Overview#
A digital forensics examiner clones a suspect's hard drive and records the SHA-256 hash of the forensic image. Six months later, at trial, defence counsel asks whether the file presented in court is identical to what was seized. Without cryptographic proof that the hash has not changed at any point in between, the answer is uncomfortable. With the Evidence Integrity Verification module, the answer is definitive: every verification event is recorded, every hash checked against the original, and the full chain of verification is available as a court-ready report at any time.
Integrity verification is not a one-time check at ingestion. Evidence can be accessed, copied, transferred, and processed many times before it reaches court. The module applies continuous monitoring across the evidence lifecycle, alerting immediately if any file's fixity check fails, and maintaining the complete verification history so examiners can demonstrate uninterrupted integrity from collection through presentation. This approach meets the standards required by criminal courts, digital forensics labs, financial regulators, and prosecutorial offices operating under strict admissibility requirements.
Key Features#
- Multi-algorithm cryptographic verification supporting SHA-256, MD5, and SHA-3 for evidence authenticity, with algorithm selection configurable by jurisdiction or case requirement
- Continuous integrity monitoring applying scheduled fixity verification across stored evidence, with immediate alerts on any detected hash mismatch
- Digital signature support for non-repudiation of evidence handling events, linking specific examiners to verification actions
- Real-time on-demand verification with sub-second validation for individual items, suitable for pre-submission checks
- Batch verification for validating entire evidence collections before case preparation milestones or court submission deadlines
- Court-ready integrity reports with complete verification history, hash values, signing identities, and timestamps, formatted for PDF/A-3 archival export
- Digital Notary integration providing cryptographic tamper-evident timestamps on verification records
- Forensic soundness validation meeting legal admissibility standards across Irish courts and international jurisdictions
Use Cases#
- Verifying evidence integrity before court presentation to confirm that files are identical to what was originally collected and sealed
- Continuously monitoring evidence repositories for unauthorised modifications, with immediate quarantine and alert when anomalies are detected
- Generating court-ready integrity verification reports that document the complete fixity history of each evidence item
- Batch-validating evidence collections at key case preparation milestones to confirm all items remain unaltered
Integration#
The Evidence Integrity Verification module connects with evidence management, chain of custody, digital signature infrastructure, and compliance reporting systems.
Open Standards#
- RFC 3161 (Internet X.509 PKI Time-Stamp Protocol): The module's Timestamping Authority client implements RFC 3161 in full, producing ASN.1 DER-encoded timestamp tokens with nonce-protected replay prevention and multi-provider failover, so every verification event carries a cryptographically bound, independently verifiable time proof.

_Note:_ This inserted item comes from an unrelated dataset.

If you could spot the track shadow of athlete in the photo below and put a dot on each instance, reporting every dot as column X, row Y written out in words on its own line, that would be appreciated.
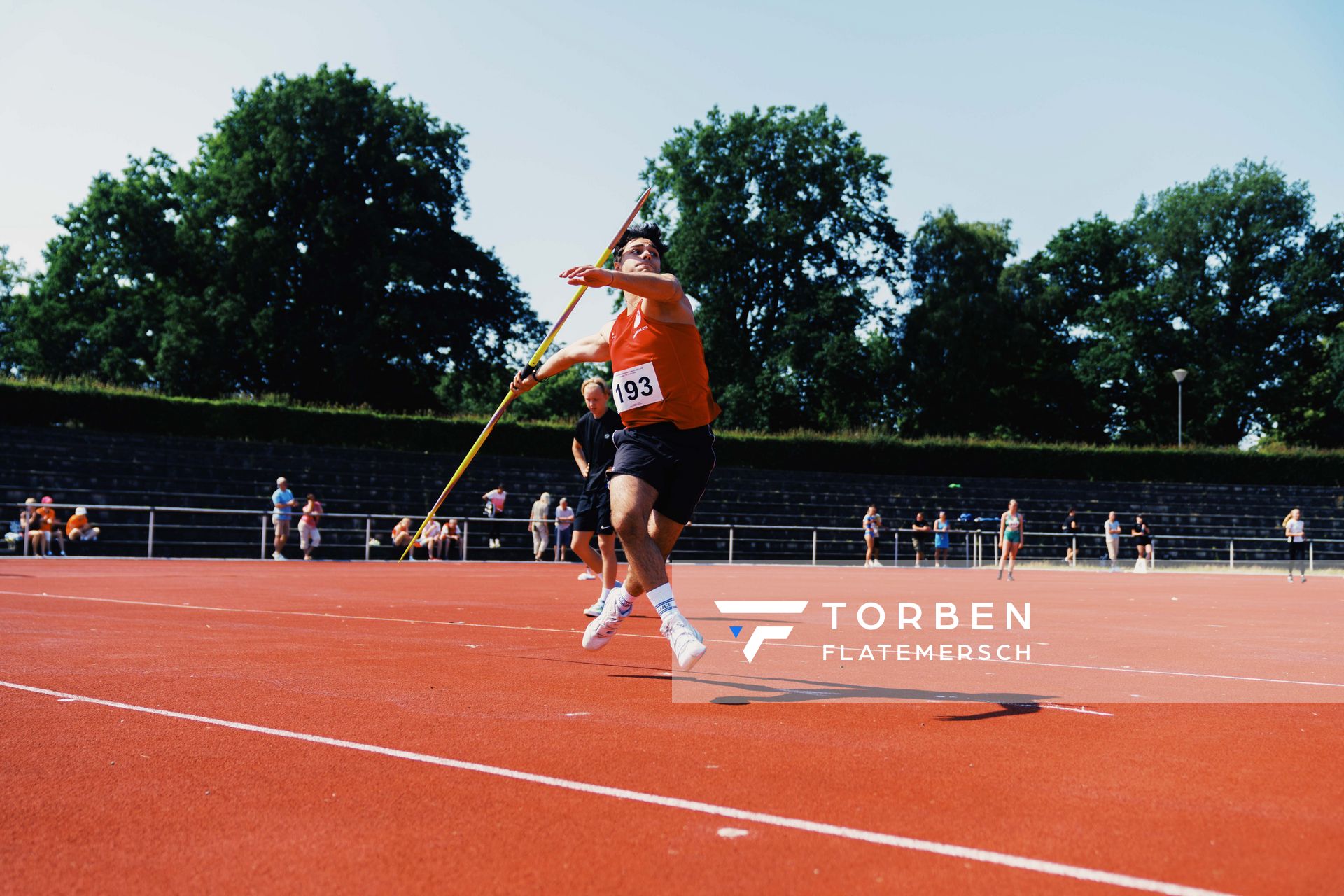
column 756, row 690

- NIST FIPS 180-4 (Secure Hash Standard): Fixity verification supports SHA-256 and SHA-3 (as well as MD5 for legacy interoperability); SHA-256 is the platform default for all hash columns, signature payloads, and TSA message imprints, in conformance with the FIPS 180-4 approved digest functions.

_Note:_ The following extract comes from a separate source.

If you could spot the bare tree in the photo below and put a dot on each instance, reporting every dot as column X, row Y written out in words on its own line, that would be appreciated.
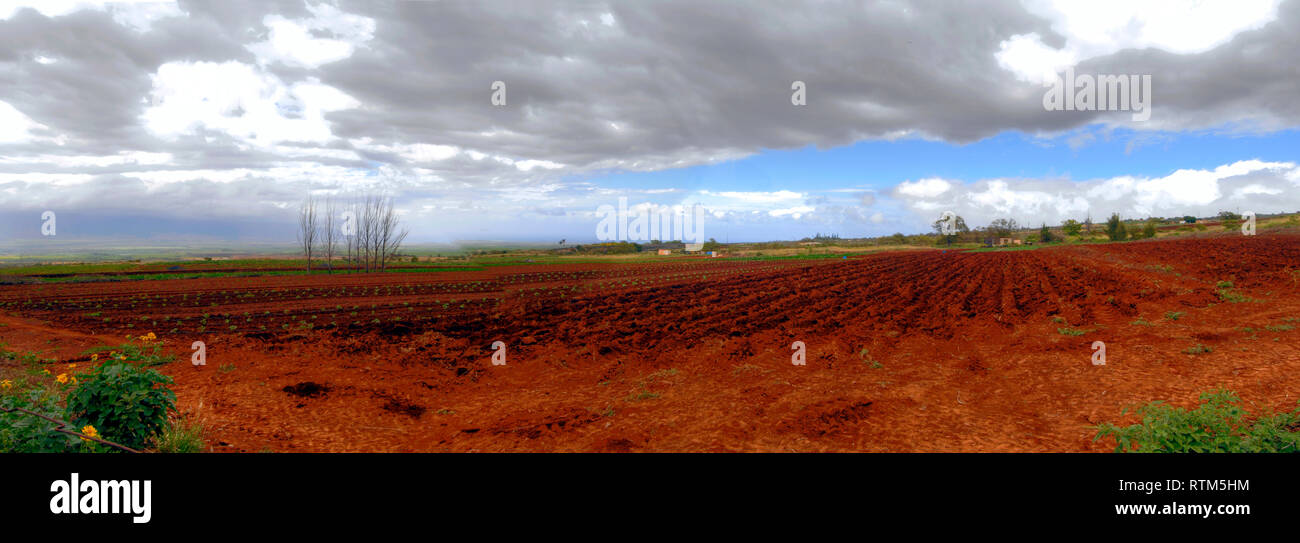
column 307, row 229
column 390, row 231
column 330, row 240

- RFC 8032 (Edwards-Curve Digital Signature Algorithm, Ed25519): Examiner signing of verification events and chain-of-custody records uses Ed25519 private keys, providing non-repudiation without the performance overhead of RSA while remaining compatible with the RFC 8032 signature scheme.
- W3C Verifiable Credentials Data Model v2.0: Evidence provenance is wrapped as W3C VC DM v2.0 Verifiable Credentials, pairing the SHA-256 file digest with an Ed25519 platform signature so that any relying party can cryptographically verify both the content hash and the issuer without trusting the platform directly.
- ISO 19005 (PDF/A, Document management, Electronic document file format for long-term preservation): Court-ready integrity reports are exported as PDF/A archival documents; the module supports all four conformance levels (PDF/A-1B per ISO 19005-1:2005 through PDF/A-4F per ISO 19005-4:2020) to satisfy the long-term admissibility requirements of different jurisdictions.
- NIST FIPS 140-2 (Security Requirements for Cryptographic Modules), AES-256-GCM: Evidence at rest is encrypted with AES-256-GCM, an authenticated cipher approved under FIPS 140-2, ensuring confidentiality and integrity of stored artefacts throughout the custody lifecycle.
- eIDAS Regulation (EU No 910/2014): The RFC 3161 TSA providers configured by default include eIDAS-qualified timestamp authorities, meaning timestamp tokens satisfy the EU electronic-signature regulation's requirements for qualified electronic time stamps in cross-border legal proceedings.